LumberJack: a heuristic tool for sequence alignment exploration and phylogenetic inference

Carolyn J. Lawrence 1, Christian M. Zmasek 2, R. Kelly Dawe 3, Russell L. Malmberg 1*

1 Department of Plant Biology, The University of Georgia, Athens, GA 30602
2 Genomics Institute of the Novartis Research Foundation, San Diego, CA 92121
3 Department of Plant Biology, The University of Georgia, Athens, GA 30602; Department of Genetics, The University of Georgia, Athens, GA 30602

* To whom correspondence should be addressed. E-mail: russell{at}plantbio.uga.edu.


   Abstract

Summary: LumberJack is a phylogenetic tool intended to serve two purposes: to facilitate sampling treespace to find likely tree topologies quickly and to map phylogenetic signal onto regions of an alignment in a revealing way.
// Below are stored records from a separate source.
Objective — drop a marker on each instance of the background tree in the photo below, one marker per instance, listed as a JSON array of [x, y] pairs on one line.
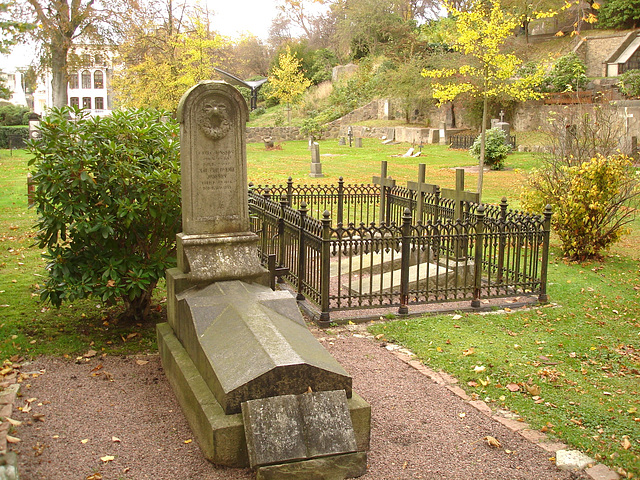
[[165, 53], [481, 34], [286, 81], [11, 30], [59, 24], [108, 202]]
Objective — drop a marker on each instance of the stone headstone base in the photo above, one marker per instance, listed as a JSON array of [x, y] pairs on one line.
[[221, 437], [218, 257]]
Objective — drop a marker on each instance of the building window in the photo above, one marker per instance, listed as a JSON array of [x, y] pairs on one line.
[[98, 79], [86, 79], [73, 80]]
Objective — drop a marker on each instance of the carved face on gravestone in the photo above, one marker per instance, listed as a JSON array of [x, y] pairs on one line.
[[213, 119]]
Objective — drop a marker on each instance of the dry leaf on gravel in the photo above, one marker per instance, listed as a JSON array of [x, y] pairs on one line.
[[493, 442]]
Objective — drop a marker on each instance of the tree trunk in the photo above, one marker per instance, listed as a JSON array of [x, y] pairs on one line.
[[483, 136], [59, 75]]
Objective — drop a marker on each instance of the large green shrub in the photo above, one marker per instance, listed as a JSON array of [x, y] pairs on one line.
[[567, 75], [629, 83], [7, 132], [592, 201], [11, 115], [496, 148], [108, 202]]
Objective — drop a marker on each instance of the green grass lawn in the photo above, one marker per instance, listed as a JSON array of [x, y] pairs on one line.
[[575, 363]]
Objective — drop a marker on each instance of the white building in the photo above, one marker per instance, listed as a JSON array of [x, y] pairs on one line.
[[89, 84]]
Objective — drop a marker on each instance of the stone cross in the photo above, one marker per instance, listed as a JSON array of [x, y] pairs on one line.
[[421, 188], [459, 195], [385, 184]]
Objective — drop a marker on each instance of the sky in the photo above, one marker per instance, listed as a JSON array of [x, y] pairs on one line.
[[231, 18]]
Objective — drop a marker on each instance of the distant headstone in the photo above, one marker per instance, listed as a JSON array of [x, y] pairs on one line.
[[443, 133], [316, 166]]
LumberJack creates non-random jackknifed alignments by progressively sliding a window of omission along the alignment. A neighbor joining tree is built from the full alignment and from each jackknifed alignment, then the likelihood for each topology (given the original full alignment) is calculated. To determine whether any of the topologies generated is significantly more likely than the others, Kishino-Hasegawa, Shimodaira-Hasegawa, and ELW tests are implemented.